Metode yang lebih efektif adalah bekerja dalam permainan membentuk situasi yang ambigu di mana si anak diminta untuk pertama kali menunjukkan kualitas moral tertentu, dan kemudian memantau manifestasinya pada orang lain dalam situasi yang sama.

Sangat mudah bagi seorang anak untuk melakukan hal yang benar ketika ada seseorang di dekatnya yang akan mengendalikannya, tetapi segera setelah kontrol menghilang, motivasi menghilang.
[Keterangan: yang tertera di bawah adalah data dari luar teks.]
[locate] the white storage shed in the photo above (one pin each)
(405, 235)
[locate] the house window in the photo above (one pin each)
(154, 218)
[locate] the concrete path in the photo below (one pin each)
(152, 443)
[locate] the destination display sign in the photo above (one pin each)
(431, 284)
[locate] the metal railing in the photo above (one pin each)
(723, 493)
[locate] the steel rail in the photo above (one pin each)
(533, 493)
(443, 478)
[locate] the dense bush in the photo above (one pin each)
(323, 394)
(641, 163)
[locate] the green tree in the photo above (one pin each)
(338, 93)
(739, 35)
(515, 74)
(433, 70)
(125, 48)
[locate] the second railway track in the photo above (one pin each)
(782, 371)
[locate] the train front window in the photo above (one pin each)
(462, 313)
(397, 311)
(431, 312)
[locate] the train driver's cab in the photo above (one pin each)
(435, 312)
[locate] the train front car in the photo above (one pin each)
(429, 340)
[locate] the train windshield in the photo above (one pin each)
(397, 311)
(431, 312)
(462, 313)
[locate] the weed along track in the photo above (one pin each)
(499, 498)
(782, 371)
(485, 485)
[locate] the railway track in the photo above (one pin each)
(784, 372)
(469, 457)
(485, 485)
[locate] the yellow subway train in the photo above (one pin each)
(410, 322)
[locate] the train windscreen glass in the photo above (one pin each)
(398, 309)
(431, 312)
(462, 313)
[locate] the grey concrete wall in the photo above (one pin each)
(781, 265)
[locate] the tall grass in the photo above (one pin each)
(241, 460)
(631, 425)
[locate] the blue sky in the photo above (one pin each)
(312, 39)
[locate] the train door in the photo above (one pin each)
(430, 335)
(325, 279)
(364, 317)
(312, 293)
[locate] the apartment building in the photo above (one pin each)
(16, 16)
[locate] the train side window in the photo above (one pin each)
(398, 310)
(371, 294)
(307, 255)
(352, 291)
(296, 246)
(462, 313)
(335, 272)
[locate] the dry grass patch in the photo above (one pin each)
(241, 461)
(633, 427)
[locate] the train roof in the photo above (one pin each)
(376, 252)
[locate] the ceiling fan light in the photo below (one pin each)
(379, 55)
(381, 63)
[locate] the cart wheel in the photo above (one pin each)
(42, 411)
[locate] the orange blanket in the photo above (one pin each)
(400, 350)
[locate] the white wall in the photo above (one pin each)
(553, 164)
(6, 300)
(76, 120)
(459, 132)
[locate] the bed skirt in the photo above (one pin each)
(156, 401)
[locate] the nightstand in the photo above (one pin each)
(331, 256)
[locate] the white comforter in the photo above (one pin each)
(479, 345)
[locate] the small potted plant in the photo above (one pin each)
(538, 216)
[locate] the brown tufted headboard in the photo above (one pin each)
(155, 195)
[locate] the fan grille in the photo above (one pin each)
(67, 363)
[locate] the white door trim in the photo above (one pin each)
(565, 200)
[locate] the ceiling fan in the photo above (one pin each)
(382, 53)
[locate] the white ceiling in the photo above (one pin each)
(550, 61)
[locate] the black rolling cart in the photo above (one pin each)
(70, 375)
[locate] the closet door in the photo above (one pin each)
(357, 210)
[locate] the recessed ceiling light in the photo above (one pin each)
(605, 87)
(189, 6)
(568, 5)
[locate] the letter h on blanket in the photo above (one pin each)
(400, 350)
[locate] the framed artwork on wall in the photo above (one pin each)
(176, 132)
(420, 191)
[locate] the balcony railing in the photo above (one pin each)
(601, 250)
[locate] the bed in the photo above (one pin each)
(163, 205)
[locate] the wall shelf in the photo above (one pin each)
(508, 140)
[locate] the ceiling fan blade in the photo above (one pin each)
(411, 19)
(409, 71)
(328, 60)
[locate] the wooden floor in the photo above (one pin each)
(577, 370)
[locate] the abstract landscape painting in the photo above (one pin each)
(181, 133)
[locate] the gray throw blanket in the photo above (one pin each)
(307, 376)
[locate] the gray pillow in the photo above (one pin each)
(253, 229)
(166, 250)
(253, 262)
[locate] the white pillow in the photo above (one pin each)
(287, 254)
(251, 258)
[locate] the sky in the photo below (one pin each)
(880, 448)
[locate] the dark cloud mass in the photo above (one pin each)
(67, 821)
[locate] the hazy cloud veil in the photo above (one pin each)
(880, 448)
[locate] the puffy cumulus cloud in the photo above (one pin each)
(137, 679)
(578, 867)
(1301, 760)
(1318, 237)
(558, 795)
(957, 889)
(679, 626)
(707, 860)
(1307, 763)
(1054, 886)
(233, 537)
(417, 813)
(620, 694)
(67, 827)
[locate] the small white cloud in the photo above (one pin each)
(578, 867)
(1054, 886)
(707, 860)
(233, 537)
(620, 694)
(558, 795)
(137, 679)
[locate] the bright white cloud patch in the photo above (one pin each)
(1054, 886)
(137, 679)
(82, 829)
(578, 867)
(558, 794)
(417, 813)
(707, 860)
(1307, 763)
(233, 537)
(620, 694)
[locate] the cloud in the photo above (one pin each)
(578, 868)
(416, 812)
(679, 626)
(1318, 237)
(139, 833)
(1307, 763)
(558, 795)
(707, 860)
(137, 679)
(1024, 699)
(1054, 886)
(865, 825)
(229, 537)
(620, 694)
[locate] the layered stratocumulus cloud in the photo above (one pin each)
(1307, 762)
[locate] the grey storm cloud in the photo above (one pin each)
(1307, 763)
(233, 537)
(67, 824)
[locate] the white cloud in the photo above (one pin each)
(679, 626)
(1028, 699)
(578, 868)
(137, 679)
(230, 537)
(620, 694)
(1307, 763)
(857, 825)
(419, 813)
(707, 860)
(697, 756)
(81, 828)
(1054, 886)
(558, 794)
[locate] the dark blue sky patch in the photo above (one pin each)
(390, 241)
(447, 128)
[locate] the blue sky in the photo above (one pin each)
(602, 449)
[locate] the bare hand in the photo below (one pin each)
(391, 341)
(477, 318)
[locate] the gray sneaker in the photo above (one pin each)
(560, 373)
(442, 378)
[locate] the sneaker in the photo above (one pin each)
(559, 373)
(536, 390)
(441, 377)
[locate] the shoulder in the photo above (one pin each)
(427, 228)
Menemukan dirinya sebagai pengendali dan mengingat bagaimana mereka bertindak, remah-remahnya sangat terkejut dan bangga dengan kepercayaan yang diberikan dan mencoba untuk membenarkannya dengan harga berapa pun. Ini mengarah pada pembentukan pada anak-anak dari persepsi moral positif mereka, yang dapat menjadi motif internal yang mengendalikan perilakunya.

Selain itu, orang tua harus ingat bahwa efek positif yang besar pada anak disediakan oleh situasi di mana bukan hukuman karena kesalahan, pengampunan yang beralasan harus diberikan. Tentu saja, ini tidak berlaku untuk semuanya secara berturut-turut, tetapi pada beberapa contoh adalah mungkin untuk menunjukkan kepada anak itu bahwa kesalahan tidak selalu diikuti oleh kesalahan. Ini dapat mendorongnya untuk berusaha memastikan bahwa pengawasannya sekecil mungkin. Dan, tentu saja, kita tidak boleh lupa bahwa hanya orang tua yang sama yang mampu membesarkan anak yang benar-benar bermoral dengan cara komunikasi emosional dan positif yang erat, yang setiap hari membentuk remah kepercayaan di dunia, sikap positif terhadap diri sendiri dan orang lain, dan keinginan untuk melestarikan. citra positif di mata orang-orang. Ini adalah motif moralitas sejati.